The 112-point plan is the result of job creation summits the councilmember held and acts as his submission to the council’s Economic Development and Strategies Committee. He released the plan Tuesday at a press conference at the Embarcadero Marina Park.

“Just like Roadmap to Recovery last year, I intend to use this document to drive this debate over the next several months as city leaders have shown a willingness and interest in looking at ways to help our economy,” DeMaio said at a press conference presenting his plan.

Along with calling for a new "deputy mayor for job creation" who would report directly to the mayor and constructing a replacement mechanism for redevelopment agencies, the Pathway to Prosperity also calls for the completion of the North Embarcadero Visionary Plan with a new naval headquarters at the site of his press conference. He also said he would make San Diego a “Fair and Open Employment Region,” barring hiring based on union membership.

He prescribed 10 economic strategies, each consisting of a series of specific reforms detailed in his 93-page report.

The emphasis of his plan is on regulatory reform, which would, among other things, streamline permitting processes and grant the mayor the ability to waive off regulatory requirements if the business receiving relief signs a “job creation performance contract” guaranteeing it creates a specified number of jobs.

“Remember that I’m a businessman,” he said. “I demand accountability from every transaction.”

Continuing an ongoing battle he’s had with local unions, DeMaio said no San Diegan should be required to join a union to apply for or receive a job.

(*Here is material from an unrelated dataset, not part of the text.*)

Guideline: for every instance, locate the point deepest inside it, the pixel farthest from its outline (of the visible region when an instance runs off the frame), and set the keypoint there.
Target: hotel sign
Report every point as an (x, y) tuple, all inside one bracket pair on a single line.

“That is unfair and discriminatory and that’s why the Pathway for Prosperity requires fair and open competition policies on local government projects and decisions,” he said.

His plan targets the city’s most prominent sectors -- biotech, clean tech, tourism, housing and defense -- for assistance by improving work force training programs, and by offering additional guidance on regulatory relief.

DeMaio would cut overhead on job training programs by one-third and freeze it for one year, diverting the saved money to direct service job training programs.

In addition to hosting monthly town halls by sector on regulatory questions, he also suggests creating “job sector coordinators” that would trouble-shoot regulatory issues for members of each local industry.

The city, trade associations and economic development organizations would then launch an international campaign to inform industry of the improved business climate in San Diego.

The Pathway to Prosperity calls for investment in infrastructure by replacing redevelopment agencies with Neighborhood Investment Collaboratives.

“If we succeed in getting some form of redevelopment restored, we cannot go back to business as usual; we must hold these redevelopment agencies accountable for public infrastructure improvements and a return on investment in the form of jobs.”

DeMaio suggests eliminating the small business tax, and using pension and other fiscal reforms to cut the cost recovery fees charged to all businesses.

He suggests creating a tax force to protect existing military bases and encourage consolidating other military functions to San Diego as the federal government considers realignment and base closures due to budgetary constraints.

DeMaio’s plan would also establish San Diego as a gateway to emerging economies in the Asia-Pacific Rim, targeting the region on trade missions and through tourism campaigns.

Taking a page from an organization in Texas, Opportunity Austin, DeMaio suggests creating Opportunity San Diego, which would coordinate a singular strategy through a single payment stream from the disparate trade, government entities and business groups in the city that often have overlapping objectives.